The problem is all the companies trying to be legit are being choked into irrelevance by stifling regulation (with a few exceptions like Coinbase). I expect that next year after a few make it all the way through their compliance efforts (e.g. kraken.com, coinsetter), the situation will be much improved.


Until recently there wasn't enough money in Bitcoin to cover the cost of security. Obviously that is changing quickly, but it will take time for serious people to enter the market.


Was there enough to cover basic competence?

"No database backups ... Everyone had root" https://bitcointalk.org/index.php?topic=81045.msg921159#msg9...

Unsalted MD5 password hashes: http://www.dailytech.com/Inside+the+MegaHack+of+Bitcoin+the+...

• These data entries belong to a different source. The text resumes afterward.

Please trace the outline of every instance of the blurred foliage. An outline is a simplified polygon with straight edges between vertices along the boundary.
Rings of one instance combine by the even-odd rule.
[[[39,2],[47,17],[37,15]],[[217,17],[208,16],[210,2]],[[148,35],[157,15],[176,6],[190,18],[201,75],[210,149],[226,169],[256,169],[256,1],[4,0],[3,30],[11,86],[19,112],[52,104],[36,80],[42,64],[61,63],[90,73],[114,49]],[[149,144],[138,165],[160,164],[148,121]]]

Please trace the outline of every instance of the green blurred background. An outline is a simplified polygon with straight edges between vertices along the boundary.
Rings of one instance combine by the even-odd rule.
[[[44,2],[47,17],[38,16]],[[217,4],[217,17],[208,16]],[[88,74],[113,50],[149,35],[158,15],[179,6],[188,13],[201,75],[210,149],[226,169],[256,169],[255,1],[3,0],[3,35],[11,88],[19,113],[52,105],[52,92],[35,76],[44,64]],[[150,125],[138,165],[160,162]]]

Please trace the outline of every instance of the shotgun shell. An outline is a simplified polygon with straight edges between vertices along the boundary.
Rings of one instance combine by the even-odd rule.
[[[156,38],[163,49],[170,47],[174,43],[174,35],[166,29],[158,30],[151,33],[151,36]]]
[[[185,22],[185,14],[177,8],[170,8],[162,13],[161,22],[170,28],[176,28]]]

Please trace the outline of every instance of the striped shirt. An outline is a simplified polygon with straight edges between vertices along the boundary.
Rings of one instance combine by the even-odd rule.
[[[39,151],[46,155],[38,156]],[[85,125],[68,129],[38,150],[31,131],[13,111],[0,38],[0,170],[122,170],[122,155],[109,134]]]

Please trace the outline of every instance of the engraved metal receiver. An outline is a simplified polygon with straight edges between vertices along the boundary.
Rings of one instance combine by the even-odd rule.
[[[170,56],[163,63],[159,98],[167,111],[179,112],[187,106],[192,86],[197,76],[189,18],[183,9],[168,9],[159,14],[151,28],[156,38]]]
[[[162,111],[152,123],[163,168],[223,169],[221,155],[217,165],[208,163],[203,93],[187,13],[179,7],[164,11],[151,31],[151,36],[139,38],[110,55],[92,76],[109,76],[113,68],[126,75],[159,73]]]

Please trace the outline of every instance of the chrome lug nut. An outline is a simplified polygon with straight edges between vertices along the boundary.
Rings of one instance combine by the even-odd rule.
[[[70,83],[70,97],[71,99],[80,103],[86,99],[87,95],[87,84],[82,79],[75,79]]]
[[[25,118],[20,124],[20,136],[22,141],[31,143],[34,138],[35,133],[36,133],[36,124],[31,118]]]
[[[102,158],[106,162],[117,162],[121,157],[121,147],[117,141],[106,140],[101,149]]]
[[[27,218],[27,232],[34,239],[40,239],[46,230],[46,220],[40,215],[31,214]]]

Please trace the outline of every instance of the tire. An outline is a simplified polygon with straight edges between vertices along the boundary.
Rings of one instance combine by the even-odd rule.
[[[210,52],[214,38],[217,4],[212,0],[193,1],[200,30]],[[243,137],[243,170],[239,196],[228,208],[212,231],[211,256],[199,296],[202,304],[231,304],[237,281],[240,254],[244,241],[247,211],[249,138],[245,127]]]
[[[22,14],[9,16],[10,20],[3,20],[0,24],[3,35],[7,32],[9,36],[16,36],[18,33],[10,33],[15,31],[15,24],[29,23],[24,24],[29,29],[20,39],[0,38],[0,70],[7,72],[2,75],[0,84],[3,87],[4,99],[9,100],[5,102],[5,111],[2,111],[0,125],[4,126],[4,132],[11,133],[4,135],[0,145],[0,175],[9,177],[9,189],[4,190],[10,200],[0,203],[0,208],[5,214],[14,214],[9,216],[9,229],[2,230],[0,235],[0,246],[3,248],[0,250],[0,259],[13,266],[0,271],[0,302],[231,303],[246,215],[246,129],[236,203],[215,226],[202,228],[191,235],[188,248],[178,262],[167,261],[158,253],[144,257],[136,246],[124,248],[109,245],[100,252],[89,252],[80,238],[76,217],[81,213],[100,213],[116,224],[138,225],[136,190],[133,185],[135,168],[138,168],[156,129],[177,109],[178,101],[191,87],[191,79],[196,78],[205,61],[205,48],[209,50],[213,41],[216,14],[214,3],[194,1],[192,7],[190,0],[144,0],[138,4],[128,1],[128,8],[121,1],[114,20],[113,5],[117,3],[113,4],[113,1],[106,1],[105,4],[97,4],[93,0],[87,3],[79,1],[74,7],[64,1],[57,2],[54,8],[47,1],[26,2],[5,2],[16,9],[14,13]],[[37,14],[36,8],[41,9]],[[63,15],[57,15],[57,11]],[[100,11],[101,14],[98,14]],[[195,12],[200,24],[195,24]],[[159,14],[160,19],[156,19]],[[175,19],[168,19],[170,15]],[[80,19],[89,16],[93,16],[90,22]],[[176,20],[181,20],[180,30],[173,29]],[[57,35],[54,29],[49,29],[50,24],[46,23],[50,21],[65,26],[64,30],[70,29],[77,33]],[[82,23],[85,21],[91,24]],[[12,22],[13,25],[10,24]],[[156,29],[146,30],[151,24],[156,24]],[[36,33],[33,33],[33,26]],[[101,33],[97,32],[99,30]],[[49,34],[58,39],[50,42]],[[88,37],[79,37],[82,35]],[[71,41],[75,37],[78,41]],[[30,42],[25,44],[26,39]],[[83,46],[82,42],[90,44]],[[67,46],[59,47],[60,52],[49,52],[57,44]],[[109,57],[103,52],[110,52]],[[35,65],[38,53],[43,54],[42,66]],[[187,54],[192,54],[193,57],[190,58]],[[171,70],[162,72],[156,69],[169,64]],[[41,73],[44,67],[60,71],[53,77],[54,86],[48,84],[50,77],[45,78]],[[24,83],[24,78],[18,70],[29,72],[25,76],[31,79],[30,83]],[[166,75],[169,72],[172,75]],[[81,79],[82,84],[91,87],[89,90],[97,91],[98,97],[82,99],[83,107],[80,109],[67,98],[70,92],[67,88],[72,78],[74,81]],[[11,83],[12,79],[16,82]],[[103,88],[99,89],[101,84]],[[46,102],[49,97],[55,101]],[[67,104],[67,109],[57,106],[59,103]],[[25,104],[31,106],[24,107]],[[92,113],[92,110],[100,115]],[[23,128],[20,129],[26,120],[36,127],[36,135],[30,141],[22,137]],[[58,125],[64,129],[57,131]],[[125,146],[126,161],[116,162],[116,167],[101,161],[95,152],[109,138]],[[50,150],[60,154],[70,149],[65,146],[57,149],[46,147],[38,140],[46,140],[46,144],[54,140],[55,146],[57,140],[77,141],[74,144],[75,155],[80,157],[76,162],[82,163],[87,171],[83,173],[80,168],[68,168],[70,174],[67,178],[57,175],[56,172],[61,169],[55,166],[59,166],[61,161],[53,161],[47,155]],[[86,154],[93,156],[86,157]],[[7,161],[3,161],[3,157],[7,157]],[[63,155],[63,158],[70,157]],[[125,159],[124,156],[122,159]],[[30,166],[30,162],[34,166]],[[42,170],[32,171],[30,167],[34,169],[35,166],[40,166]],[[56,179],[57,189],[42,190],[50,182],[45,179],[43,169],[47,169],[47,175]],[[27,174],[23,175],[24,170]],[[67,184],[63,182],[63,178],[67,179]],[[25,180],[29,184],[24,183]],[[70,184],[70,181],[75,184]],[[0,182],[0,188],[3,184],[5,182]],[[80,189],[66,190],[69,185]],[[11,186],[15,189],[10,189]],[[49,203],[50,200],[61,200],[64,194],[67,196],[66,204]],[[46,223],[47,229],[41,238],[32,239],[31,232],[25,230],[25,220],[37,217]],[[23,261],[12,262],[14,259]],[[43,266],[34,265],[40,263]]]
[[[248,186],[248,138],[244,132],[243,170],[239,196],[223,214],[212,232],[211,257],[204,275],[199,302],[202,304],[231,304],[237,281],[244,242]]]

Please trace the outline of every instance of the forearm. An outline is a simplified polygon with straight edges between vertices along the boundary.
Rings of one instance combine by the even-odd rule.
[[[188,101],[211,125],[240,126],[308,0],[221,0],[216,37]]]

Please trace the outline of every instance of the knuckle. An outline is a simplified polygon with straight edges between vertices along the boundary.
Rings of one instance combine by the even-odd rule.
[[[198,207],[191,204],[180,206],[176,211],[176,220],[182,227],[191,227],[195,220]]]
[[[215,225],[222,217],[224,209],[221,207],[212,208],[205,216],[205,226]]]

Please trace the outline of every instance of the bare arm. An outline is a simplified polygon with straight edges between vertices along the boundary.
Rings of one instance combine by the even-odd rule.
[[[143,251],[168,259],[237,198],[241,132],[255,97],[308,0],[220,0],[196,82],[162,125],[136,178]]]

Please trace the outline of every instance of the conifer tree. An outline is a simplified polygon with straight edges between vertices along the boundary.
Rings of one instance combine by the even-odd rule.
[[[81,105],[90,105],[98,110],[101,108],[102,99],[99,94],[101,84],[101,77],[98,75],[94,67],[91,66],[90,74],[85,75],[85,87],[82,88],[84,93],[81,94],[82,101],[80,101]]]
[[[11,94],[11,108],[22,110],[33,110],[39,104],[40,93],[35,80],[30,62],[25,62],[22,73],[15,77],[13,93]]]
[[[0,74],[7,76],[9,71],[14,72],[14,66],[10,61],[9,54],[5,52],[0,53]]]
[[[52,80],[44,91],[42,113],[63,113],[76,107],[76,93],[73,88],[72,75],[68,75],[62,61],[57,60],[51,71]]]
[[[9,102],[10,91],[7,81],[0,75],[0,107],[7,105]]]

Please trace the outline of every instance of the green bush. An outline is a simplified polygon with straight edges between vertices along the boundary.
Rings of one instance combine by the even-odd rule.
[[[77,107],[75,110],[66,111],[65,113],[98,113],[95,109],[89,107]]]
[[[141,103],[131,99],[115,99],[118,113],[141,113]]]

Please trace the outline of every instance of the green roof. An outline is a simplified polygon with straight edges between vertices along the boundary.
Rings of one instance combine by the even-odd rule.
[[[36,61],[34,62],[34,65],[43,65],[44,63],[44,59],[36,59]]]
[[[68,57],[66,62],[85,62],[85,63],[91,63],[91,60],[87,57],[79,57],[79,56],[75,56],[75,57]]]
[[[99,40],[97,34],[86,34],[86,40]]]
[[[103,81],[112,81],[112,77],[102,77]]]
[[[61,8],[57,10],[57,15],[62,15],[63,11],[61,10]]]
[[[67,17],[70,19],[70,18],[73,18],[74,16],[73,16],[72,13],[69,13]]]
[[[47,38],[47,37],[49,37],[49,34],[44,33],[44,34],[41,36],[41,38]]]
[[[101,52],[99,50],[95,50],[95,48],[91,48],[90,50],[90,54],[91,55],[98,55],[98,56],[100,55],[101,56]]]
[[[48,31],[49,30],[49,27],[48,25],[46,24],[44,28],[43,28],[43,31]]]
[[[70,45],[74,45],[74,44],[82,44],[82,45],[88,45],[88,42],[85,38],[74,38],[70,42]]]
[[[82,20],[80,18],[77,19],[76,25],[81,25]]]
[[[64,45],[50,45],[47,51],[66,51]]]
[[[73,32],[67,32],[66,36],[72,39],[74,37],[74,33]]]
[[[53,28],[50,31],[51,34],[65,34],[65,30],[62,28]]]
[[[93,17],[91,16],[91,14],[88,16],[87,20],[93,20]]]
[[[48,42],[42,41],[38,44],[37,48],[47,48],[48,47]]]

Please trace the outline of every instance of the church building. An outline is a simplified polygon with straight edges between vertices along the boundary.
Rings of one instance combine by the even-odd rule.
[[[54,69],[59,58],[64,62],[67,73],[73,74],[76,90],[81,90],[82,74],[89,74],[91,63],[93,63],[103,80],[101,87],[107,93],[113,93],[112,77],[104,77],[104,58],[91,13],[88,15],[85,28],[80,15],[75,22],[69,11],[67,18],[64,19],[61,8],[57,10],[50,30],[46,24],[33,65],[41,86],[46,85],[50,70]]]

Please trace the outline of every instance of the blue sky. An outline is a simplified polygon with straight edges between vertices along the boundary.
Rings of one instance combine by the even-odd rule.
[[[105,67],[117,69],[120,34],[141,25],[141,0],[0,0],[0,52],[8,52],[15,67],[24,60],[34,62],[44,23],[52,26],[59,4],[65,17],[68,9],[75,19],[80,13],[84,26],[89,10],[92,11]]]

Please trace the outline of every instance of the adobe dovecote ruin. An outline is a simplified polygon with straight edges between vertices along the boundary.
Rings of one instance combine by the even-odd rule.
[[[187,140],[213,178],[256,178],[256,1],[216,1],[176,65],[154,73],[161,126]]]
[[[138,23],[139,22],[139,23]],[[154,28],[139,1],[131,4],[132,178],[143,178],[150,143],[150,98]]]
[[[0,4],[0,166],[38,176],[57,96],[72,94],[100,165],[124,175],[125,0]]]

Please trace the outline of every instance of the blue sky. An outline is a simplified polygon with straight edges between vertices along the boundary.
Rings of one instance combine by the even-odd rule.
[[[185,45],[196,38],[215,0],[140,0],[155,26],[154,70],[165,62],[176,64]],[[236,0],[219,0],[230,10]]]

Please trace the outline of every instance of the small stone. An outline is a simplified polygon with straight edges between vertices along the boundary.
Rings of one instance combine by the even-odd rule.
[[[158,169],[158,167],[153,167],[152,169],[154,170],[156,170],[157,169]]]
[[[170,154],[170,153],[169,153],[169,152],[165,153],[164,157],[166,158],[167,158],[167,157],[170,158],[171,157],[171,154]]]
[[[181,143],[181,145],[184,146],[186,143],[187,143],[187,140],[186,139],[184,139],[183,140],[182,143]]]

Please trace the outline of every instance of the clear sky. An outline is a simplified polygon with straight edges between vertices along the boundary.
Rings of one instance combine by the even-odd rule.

Wallet on AWS instance, no local backup: http://siliconangle.com/blog/2011/08/01/third-largest-bitcoi...

This shit's just inept.


> It's as if how to set up and run computers for serious financial systems was never worked out by anyone before.

I've started trying to help the Bitcoin ecosystem in that area.


Definitely, which is why I tried to just buy a few (fractions of) bitcoins just for the historical fun of it, but as intensely skeptical I am of all the bitcoin craze, I was still shocked at just how awful MtGox is. I mean, I wouldn't be surprised if I could code something better.

Just to tell people that as amateurish as they may think these exchanges are, it's actually much worse.

Makes you wonder how a company like CoinBase even got funded by YC, come to think of it.


Probably because CoinBase is bringing some professionalism to the game. I admit I had some bad experiences with CoinBase in the beginning, as they were getting scaled up, but they always handled it with professionalism.


MtGox was handling 90% of exchange last year, but now - only 25-30%. Bitstamp is huge now, and Bitcoin-Central.net is easy to use (although it hasn't regained it's past volume yet).


I'm not very confident about a upstart financial services company based in Slovenia.

Not a single mention of financial guarantees, insurance or regulation on their site.


Just signed up with Bitstamp to try it out, but why don't they accept VISA deposits?


Bitcoin is not reversible after 10 minutes, credit card transaction is not reversible after 90 days in some cases. Guess how much fraud will happen to anyone selling Bitcoin with PayPal, Visa or similarly reversible payment mechanism.

The pain in the ass with buying Bitcoins is due to a simple thing: you never own government currency, you always ask someone else for permission to use it and it's always based on human decision. Gold and Bitcoin you can own. Paper bills you can own to some degree (they print more of them every minute, thus taxing your savings all the time). Digital virtual currency USD or EUR in your virtual bank account - you don't own. Banks can even reverse SWIFT/SEPA transfers if they want.


I'm intrigued - how is BTC reversible within 10 mins?


Not much. Zero-confirmation transactions are quite hard to revert, so they are widely accepted for small instant purchases.

Here's how you normally do it: send a transaction with fairly recent inputs with a zero mining fee. If you are lucky, it will propagate slowly and will reach the merchant sooner than 50% of the network nodes see it. When the merchant sees your transaction, he ships you the product, then you immediately send out double-spending transaction with standard mining fees (sent to your own address). It will propagate much faster and probably will end up mined before the first one.

Fraud with zero-confirmed transactions is most likely in some fully-automated schemes like lotteries, where repeated attempts to reverse the payment pay off immediately.


10 minutes is a rough guideline on how long it takes the network to confirm a payment, and verify that a transaction is not a double-spend or otherwise invalid. For large payments you'd want to wait longer because a theoretical attacker would have more incentive and resources to construct a double-spend.


I think oleganza is referring to the fact a new block should be generated roughly every 10 minutes, and until the transaction has been confirmed you can attempt a double-spend.


Thanks for the explanation. Food for thought in the second paragraph there...


Bitstamp looks interesting, but Bitcoin-Central is down, ironically.


From my own experience, Bitstamp is ridiculously easy to use.